In 1927 CPA leader Jack Ryan was sent as a delegate from the recently established Australian Council of Trade Unions to the Pan Pacific Trade Union Secretariat conference in Hankow, and was elected to the Communist-dominated executive.

Although the CPA didn’t grow appreciably during the rest of the ‘20s, the Kavanagh leadership halted its decline and reorganised the party. They established the political basis for the growth of the party in the early ‘30s – building an independent Marxist party aiming to provide leadership in struggle for the working class and other oppressed.

But Kavanagh became a victim of factional struggles in the party, and the need for Moscow to have leaderships obedient to its bidding in Communist parties around the world. He was politically defeated in 1929-30 by the group that won control of the party, led by Lance Sharkey, H. Moxon, Jack Henry and J.B. Miles. Kavanagh’s lieutenant Jack Ryan was expelled from the party in 1930 and Kavanagh himself in 1931.

Kavanagh’s role was subsequently distorted by the victors in the inner-party struggle. The story given in all orthodox CPA accounts is that Kavanagh represented a “right opportunist” trend, a “grave right deviation”, and was soft on the Labor Party. (He was also attacked for sectarianism). With Comintern help, the new team was portrayed as having rescued the party, and being responsible for the successes resulting from the new line. The reality was more complex. For example, Kavanagh was already pursuing a line critical of the ALP.

Kavanagh was readmitted but expelled again in 1934. He became a supporter of Leon Trotsky, and was a leader of the small Australian Trotskyist group until the late ‘40s.
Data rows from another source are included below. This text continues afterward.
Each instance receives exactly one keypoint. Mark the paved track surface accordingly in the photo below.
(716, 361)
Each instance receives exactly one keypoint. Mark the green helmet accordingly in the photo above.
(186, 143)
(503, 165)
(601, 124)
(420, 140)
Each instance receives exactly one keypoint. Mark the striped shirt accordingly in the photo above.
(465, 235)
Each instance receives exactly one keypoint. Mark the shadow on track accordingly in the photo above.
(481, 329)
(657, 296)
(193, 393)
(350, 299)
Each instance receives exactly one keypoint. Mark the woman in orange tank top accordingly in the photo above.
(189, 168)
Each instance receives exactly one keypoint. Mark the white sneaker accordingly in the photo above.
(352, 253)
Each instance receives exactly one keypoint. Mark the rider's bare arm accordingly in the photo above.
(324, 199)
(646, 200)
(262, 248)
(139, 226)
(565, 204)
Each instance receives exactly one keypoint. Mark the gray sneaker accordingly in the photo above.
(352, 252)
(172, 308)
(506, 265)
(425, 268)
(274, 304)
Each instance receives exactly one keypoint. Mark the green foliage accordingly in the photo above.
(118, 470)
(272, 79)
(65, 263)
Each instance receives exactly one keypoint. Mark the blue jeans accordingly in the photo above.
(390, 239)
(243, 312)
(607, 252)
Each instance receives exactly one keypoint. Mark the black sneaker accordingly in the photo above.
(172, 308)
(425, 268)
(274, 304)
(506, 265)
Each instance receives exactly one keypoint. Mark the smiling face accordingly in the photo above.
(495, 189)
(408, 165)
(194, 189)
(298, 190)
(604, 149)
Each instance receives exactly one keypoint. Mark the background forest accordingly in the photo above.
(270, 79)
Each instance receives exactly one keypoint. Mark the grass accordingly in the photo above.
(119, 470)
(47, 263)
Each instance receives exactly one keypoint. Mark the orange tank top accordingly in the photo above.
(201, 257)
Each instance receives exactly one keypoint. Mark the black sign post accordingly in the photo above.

Sharkey remained the central leader of the CPA for more than 30 years, presiding over the party while it was a hardline supporter of Stalinist policies.

Kavanagh’s role has been greatly clarified by a 1972 Labor History article by Jack Blake, Victorian state secretary in 1933-49 and a member of the CPA Central Committee 1935-55, himself a victim of leadership scapegoating in the early ‘50s. Blake pointed out that Kavanagh became prominent in the struggle against Garden’s policy towards the ALP.

“Kavanagh emerged as the most effective leader of the struggle to defend the existence of the Communist Party and develop it into a revolutionary party along Leninist lines…

“In these circumstances it is understandable that Kavanagh reacted by taking an extreme position that was opposite to the one taken by Garden. Kavanagh, with Moxon as his chief backstop, saw the Labor Party as the main obstacle to the development of the Communist Party, and he campaigned vigorously to rally the communists to concentrate their main struggle against the ALP.

“Attempts to place Kavanagh in the category of a descendant of the Second International and an opponent of Comintern policies achieved an appearance of reality only by ignoring or playing down important facts.”

The CPA didn’t flourish in the ‘20s. It suffered from the divisions that it inherited, but mainly from the disasters associated with incorrect policies and illusions in the ALP. But it survived and started to regroup, get its house in order and develop as an independent party, able to take advantage of the more favourable conditions for revolutionary activity during the Great Depression. The party grew tenfold in the first few years of the ‘30s.

But this period also coincided with the consolidation of Joseph Stalin’s power in the Soviet Union, which represented the triumph of the bureaucracy and the ousting of the original Bolshevik leadership, and the replacement of revolutionary internationalist policies by narrow “national” interests. In Australia it meant the imposition on the CPA of tight control and policies in the interests of the Soviet bureaucracy, rather than revolution in Australia.

These two separate processes – Stalinisation and CPA growth during the depression – overlapped. So this part of CPA history has been distorted, both by the new leadership for its own factional reasons, and by all opponents of the CPA, who had no interest in seeing the CPA develop as a revolutionary party.